Durante la década pasada, entre las explicaciones que se entregaron para los bajos resultados de aprendizaje y la baja demanda por la educación pública chilena destacó siempre la “municipalización”, es decir, la transferencia de la administración de la educación estatal a los municipios durante los años 80. Si bien se presentaron varios proyectos de ley que intentaron abordar este tema, el único exitoso fue el presentado por la Presidenta Bachelet en su segundo gobierno. Esta ley creó la dirección nacional de educación pública, y estableció un calendario para que los colegios municipales fueran transferidos a setenta nuevos servicios públicos (SLEP) que serían creados según un calendario que finalizaba en 2025.

Las múltiples advertencias que la oposición y varios expertos hicieron en ese momento se materializaron casi textualmente. Basta revisar los informes que el Consejo de Implementación y diversas universidades y agencias estatales han evacuado para concluir que la normativa adolece de problemas de diseño graves: se subestimó la extensión, gravedad y complejidad de los problemas administrativos y financieros de las municipalidades; se sobreestimó la capacidad profesional disponible en el país para dotar estos servicios y no se procuró una descentralización efectiva.
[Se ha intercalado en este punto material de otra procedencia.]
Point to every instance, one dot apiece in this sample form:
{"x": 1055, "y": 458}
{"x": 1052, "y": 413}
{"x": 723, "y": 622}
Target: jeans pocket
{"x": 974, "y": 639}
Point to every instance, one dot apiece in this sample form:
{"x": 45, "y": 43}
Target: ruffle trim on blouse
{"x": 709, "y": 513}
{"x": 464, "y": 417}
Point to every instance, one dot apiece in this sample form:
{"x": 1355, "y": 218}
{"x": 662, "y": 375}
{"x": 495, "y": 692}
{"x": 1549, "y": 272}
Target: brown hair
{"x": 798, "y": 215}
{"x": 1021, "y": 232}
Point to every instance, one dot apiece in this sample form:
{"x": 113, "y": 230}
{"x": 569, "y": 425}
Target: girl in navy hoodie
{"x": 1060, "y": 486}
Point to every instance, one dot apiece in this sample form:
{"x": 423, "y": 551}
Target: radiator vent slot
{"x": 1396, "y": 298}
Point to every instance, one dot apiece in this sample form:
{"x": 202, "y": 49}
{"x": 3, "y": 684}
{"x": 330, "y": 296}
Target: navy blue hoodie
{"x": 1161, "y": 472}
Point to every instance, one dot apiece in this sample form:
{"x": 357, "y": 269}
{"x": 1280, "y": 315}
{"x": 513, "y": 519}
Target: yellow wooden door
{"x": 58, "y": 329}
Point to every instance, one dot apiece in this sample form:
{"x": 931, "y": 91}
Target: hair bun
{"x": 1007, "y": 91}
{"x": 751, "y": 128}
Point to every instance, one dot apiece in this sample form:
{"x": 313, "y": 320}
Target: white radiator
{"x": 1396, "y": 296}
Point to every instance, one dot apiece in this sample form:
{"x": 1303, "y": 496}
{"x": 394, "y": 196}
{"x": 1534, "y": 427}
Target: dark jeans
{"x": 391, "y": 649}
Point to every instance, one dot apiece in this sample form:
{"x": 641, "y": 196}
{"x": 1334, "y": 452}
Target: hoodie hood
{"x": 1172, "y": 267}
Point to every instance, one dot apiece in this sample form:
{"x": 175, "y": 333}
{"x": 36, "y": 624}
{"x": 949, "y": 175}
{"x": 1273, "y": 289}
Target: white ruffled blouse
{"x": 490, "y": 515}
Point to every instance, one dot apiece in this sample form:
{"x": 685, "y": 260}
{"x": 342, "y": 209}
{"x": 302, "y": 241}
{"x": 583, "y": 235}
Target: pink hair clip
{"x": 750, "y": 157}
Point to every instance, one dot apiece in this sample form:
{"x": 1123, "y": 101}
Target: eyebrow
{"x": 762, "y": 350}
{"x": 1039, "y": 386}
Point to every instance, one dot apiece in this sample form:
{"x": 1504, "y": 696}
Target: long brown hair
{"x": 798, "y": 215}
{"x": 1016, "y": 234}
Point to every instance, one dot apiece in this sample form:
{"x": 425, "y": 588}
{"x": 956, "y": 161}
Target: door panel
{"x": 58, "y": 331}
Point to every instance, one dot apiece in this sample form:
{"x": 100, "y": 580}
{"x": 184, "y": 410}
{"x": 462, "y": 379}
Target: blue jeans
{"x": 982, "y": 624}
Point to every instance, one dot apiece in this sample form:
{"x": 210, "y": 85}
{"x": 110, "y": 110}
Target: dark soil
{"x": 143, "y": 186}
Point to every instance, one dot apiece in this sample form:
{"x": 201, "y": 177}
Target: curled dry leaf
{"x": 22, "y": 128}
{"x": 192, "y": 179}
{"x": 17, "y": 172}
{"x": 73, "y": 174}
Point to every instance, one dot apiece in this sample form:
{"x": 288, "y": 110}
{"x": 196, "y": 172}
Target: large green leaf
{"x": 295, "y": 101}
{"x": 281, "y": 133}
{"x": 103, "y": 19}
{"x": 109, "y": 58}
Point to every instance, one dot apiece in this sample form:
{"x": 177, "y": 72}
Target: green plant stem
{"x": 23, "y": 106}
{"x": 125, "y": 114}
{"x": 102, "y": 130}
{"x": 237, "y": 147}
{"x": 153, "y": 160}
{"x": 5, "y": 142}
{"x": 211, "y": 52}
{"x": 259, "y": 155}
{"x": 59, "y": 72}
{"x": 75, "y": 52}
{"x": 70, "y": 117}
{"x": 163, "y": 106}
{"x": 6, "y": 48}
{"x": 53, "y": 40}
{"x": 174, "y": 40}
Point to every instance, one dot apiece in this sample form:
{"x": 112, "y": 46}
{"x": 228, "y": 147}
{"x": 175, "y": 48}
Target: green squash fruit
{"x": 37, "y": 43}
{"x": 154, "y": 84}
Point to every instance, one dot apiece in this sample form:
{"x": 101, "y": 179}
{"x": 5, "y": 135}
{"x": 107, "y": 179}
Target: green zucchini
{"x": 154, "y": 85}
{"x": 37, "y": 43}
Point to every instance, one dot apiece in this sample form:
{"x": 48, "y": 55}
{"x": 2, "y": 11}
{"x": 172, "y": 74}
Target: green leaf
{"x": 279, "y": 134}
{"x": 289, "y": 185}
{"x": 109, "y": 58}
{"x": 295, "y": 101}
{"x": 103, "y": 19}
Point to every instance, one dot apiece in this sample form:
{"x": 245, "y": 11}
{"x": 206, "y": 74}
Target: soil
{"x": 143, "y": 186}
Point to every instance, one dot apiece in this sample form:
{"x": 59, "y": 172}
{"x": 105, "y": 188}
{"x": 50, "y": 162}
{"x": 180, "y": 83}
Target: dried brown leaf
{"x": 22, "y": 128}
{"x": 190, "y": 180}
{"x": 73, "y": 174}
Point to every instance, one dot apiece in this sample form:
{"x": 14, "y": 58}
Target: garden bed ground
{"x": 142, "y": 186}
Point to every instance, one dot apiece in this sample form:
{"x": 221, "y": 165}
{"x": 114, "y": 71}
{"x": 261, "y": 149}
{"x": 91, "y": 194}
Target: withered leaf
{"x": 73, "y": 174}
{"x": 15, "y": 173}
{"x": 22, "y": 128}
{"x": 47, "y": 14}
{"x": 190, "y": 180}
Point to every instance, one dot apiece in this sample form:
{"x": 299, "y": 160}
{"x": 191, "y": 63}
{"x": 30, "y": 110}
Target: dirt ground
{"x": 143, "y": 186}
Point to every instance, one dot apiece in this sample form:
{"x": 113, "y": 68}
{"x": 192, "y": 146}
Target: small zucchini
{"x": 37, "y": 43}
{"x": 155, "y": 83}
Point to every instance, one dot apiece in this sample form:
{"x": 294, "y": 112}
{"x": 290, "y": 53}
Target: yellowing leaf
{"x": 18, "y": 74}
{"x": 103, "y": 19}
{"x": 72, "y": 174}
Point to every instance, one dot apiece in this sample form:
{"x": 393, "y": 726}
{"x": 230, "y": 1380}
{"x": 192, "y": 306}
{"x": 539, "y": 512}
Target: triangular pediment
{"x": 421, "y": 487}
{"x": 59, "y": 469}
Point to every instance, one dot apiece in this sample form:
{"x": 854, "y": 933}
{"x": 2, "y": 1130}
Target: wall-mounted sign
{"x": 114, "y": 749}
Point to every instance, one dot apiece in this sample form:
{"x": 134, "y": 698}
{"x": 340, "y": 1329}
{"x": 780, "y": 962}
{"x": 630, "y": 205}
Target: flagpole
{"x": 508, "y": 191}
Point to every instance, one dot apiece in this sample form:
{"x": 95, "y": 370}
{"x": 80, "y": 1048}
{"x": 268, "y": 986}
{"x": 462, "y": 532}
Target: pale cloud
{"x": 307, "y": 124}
Nunca se modeló bien el costo de implementación, ni lo que implicaría el despido de municipios sobredotados de personal. Asimismo, el hecho de que esta reforma pasara a llevar intereses políticos en los municipios ha llevado a que los mismos sectores que promovieron esta reforma con energía, estén pidiendo su postergación.

El gobierno del Presidente Boric ha propuesto una solución en dos pasos. La primera es una postergación del traspaso de los SLEP de este año mediante un proyecto de ley, lo cual es necesario y urgente dada la situación actual. Lamentablemente, los parlamentarios de la Comisión de Educación del Senado han caído en una irresponsabilidad mayor, al dificultar la tramitación del proyecto mediante indicaciones que escapan del objetivo del mismo y no hacen más que satisfacer agendas políticas particulares. La Sala del Senado debe actuar con cordura, rechazando estas indicaciones y acelerando la tramitación. El segundo es una reforma mayor al sistema que aún no se conoce, y que deberá sortear las dificultades propias de cualquier gobierno de minoría y baja aprobación.

Es necesario entonces que se actúe con moderación y prudencia, de forma de poner el interés de los niños de la educación pública por delante.